Introducing The Next Generation Of Leaders And Thinkers

Accept, Forgive, Reclaim, Repeat – On “Getting Over It”

I have a lot of repressed anger; I’ve come to recognise that it is both cause and effect of my depression and it’s not all just going to disappear on it’s own so I need to find a healthy way to get rid of it. It’s bad for my mental health, and it limits my ability to engage constructively in discussions about feminism. Here’s what I’ve come up with: accept, forgive, reclaim, repeat.

I accept that I have depression and anxiety and those are hard things to deal with. I forgive the teachers who saw my symptoms as signs that I didn’t care about school or that I was being ‘led astray’ by bad friends. I forgive my parents for the times they told me to just toughen up. I forgive the friends who misinterpreted or ignored my symptoms. I forgive myself for all the time and opportunities I didn’t take full advantage of because of my depression. I reclaim joy. I claim healthy, supportive relationships as things I’m entitled to just as much as anyone else.

I accept that I am black, and Nigerian, and some people have a problem with that. I forgive the unintentionally offensive questions like ‘do you have a pet elephant’. I forgive the casually racist remarks my white friends don’t even blink at. I forgive the people who continue to ignore the issues my country faces because they’ve been conditioned to do so by a society that paints Africa as an underdeveloped, homogenous monolith. I forgive myself for the ways in which I have contributed to stereotypes. I’m not happy about it, but I forgive it because I can’t hold on to all this anger. I reclaim my history. Well, I try to reclaim my history. It’s been warped by a colonialist, revisionist narrative that’s still holding black people down but I am trying.

I accept that I am female and some people will always look down on my because of my gender. I forgive the girls who insist they’re not like ‘the other girls’ because I know misogyny is difficult to free yourself from. I’m still annoyed by them, but I forgive casually sexist remarks because patriarchy is a pervasive, self-replicating system and when it’s all you’ve ever known you don’t question it. I forgive myself for the rude remarks I almost make about other women but catch while they’re on the tip of my tongue. I reclaim the strength that some men would argue women cannot have. I reclaim space and demand representation in meetings and professions and areas of life that women have just as much right to as men.
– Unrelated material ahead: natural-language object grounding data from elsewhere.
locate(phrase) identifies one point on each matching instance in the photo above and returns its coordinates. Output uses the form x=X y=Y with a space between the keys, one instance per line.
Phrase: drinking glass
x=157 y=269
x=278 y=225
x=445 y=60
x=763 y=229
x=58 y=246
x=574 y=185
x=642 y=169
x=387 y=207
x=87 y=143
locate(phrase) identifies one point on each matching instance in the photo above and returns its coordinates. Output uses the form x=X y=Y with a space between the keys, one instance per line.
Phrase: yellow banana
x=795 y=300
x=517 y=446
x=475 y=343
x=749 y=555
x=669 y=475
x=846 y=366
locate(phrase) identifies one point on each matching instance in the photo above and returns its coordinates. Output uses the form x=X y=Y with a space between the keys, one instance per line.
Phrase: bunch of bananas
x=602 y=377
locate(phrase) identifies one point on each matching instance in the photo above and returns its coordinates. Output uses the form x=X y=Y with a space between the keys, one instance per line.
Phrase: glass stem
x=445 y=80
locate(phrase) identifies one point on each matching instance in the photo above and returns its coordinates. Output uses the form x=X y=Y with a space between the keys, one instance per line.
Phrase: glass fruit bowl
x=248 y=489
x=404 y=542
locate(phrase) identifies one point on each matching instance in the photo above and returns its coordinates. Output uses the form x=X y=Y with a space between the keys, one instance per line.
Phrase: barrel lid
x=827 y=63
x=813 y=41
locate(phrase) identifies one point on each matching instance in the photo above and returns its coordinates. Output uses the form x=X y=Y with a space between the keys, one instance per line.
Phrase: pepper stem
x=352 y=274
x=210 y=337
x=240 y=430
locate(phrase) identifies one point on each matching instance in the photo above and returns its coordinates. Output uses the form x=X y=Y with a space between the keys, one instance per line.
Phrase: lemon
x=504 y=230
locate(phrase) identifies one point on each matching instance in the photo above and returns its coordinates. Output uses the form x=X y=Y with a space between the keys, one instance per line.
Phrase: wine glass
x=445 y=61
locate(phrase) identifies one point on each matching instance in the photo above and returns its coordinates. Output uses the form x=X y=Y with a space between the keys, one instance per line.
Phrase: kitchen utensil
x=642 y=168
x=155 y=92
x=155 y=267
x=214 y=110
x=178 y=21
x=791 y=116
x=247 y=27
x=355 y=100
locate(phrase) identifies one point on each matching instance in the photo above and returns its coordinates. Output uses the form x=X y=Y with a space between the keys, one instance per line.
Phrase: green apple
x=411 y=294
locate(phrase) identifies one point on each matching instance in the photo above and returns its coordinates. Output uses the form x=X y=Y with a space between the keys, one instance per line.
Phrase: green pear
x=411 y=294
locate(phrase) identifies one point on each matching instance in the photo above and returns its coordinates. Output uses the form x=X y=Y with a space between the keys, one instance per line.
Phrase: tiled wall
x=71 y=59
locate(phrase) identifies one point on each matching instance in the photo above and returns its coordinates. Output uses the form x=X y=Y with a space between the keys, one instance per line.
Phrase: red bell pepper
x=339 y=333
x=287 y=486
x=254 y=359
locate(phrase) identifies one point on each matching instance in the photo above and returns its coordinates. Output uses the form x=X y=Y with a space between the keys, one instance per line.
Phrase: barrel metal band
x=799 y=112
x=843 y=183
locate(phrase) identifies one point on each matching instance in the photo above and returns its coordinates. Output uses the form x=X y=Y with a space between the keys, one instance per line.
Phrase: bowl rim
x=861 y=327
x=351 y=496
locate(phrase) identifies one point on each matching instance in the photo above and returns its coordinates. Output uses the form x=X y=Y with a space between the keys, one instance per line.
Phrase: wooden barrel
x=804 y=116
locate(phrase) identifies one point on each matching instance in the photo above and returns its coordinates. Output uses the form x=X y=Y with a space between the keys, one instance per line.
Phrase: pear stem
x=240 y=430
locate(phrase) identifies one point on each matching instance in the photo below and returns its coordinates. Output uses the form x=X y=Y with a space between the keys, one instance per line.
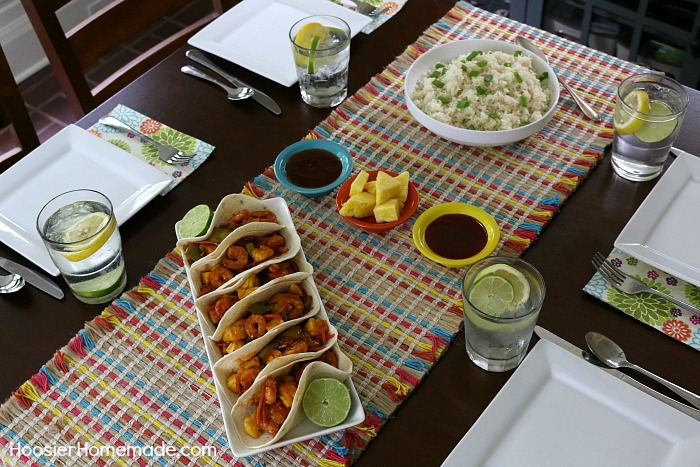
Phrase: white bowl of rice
x=481 y=92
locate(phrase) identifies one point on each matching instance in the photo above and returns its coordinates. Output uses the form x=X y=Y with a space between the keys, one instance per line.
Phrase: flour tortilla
x=292 y=242
x=248 y=402
x=240 y=309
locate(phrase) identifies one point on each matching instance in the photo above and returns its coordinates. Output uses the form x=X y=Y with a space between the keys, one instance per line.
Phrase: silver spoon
x=11 y=283
x=234 y=94
x=612 y=355
x=583 y=105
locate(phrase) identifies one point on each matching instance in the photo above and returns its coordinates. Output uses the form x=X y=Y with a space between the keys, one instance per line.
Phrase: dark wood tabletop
x=248 y=137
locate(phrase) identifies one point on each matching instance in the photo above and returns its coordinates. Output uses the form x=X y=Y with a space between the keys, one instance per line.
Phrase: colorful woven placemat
x=136 y=382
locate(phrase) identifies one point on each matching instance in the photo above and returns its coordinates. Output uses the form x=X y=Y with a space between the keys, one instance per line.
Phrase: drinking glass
x=649 y=111
x=81 y=235
x=498 y=340
x=321 y=48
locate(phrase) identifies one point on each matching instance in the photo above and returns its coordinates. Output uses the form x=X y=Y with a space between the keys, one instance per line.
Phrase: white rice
x=495 y=99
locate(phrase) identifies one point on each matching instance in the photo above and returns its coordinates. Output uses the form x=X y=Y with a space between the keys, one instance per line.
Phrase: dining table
x=442 y=401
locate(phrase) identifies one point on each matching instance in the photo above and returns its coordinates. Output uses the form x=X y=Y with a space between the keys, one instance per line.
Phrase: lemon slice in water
x=89 y=226
x=625 y=122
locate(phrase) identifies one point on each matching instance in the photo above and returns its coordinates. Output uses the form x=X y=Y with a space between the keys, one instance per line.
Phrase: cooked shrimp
x=287 y=304
x=217 y=277
x=262 y=253
x=255 y=326
x=236 y=258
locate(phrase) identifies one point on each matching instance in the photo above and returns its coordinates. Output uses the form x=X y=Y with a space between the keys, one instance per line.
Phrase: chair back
x=72 y=53
x=14 y=115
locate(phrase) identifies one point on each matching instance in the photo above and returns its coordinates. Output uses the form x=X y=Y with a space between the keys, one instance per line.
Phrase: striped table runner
x=134 y=387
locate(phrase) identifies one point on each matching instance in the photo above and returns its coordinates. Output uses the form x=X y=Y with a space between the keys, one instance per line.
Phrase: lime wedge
x=491 y=294
x=102 y=285
x=326 y=402
x=652 y=132
x=627 y=123
x=97 y=224
x=521 y=287
x=196 y=222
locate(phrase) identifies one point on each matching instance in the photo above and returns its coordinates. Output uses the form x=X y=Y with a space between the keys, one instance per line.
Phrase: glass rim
x=324 y=49
x=504 y=319
x=54 y=242
x=653 y=78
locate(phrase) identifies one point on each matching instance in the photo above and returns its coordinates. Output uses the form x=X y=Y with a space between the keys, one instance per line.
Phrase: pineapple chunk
x=387 y=187
x=388 y=211
x=360 y=205
x=358 y=184
x=403 y=178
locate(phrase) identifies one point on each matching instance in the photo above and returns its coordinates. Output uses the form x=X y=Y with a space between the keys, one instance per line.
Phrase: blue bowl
x=338 y=150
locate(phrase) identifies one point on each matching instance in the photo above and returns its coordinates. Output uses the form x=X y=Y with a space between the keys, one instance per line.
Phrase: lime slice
x=85 y=228
x=652 y=132
x=309 y=37
x=491 y=294
x=100 y=286
x=196 y=222
x=626 y=123
x=326 y=402
x=521 y=286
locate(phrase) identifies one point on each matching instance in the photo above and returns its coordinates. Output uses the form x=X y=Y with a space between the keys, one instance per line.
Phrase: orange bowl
x=370 y=224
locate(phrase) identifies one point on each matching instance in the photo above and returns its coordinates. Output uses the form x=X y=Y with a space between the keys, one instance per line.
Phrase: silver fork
x=631 y=285
x=166 y=153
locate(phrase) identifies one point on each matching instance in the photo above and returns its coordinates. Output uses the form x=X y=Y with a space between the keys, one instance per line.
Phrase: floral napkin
x=393 y=8
x=146 y=151
x=658 y=313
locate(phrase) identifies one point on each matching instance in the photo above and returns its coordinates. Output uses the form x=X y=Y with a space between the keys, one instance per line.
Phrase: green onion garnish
x=473 y=55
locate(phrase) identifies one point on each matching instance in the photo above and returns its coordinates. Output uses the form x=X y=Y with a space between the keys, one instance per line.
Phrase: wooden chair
x=14 y=114
x=71 y=53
And I accept that I am queer. It is so hard in a heteronormative world, in a country where kissing a girl would expose me to criminal charges but I am trying. I accept that I have friends and family members and teachers and strangers who will never be okay with that, and I’m trying to get to a place where I don’t really care. I forgive those people who are too narrow-minded to understand all the kinds of love human beings are capable of. I forgive the people who just can’t let go of the way they were brought up, what they’ve heard in church or the mosque or at school. I forgive my family for the many homophobic remarks I’ve heard from them. I forgive myself for the times when I could have done more to speak up and make environments more inclusive and I didn’t.

I cannot let other people’s negativity continue to weigh me down. I reclaim negative terms as self-identifiers because I will not let my identity continue to be used against me as a source of shame. I reclaim all the LGBT people in history – especially the people of color – who have been erased and straight-washed and white-washed and ignored in order to advance this stupid idea that being queer is something that’s new, or only for white people or a symptom of degenerate societies.

I reject any kind of negativity based solely on these characteristics of myself that I cannot change. I forgive the people perpetuating that negativity not because I don’t hold them responsible, but because I can’t let anger or negativity always be the starting point in my interactions with other people. All my anger isn’t just going to disappear, but I can’t hold on to all this anger while the people I have problems with feel perfectly at peace. Reclaiming for myself the things other people would say I can’t have as positive forces in my life is a step towards writing my life story for myself instead of letting other people’s limitations affect me.

It is so hard to exist in a world that tells you that there are multiple aspects of who you are that make you worth less than anyone else. It is even scarier when you don’t have representation, when you don’t have communities and examples of other people who are living at the same intersections that you are and thriving. That is why I share these feelings and experiences. I need to work through my pain and I’d love to be able to see other people work through their pain with a level of honesty and openness that sends a message of ‘you’re not alone’ to people still struggling with the acceptance part. I think I deserve to feel comfortable in my own skin, and I think you do too, and I really hope we can get there together.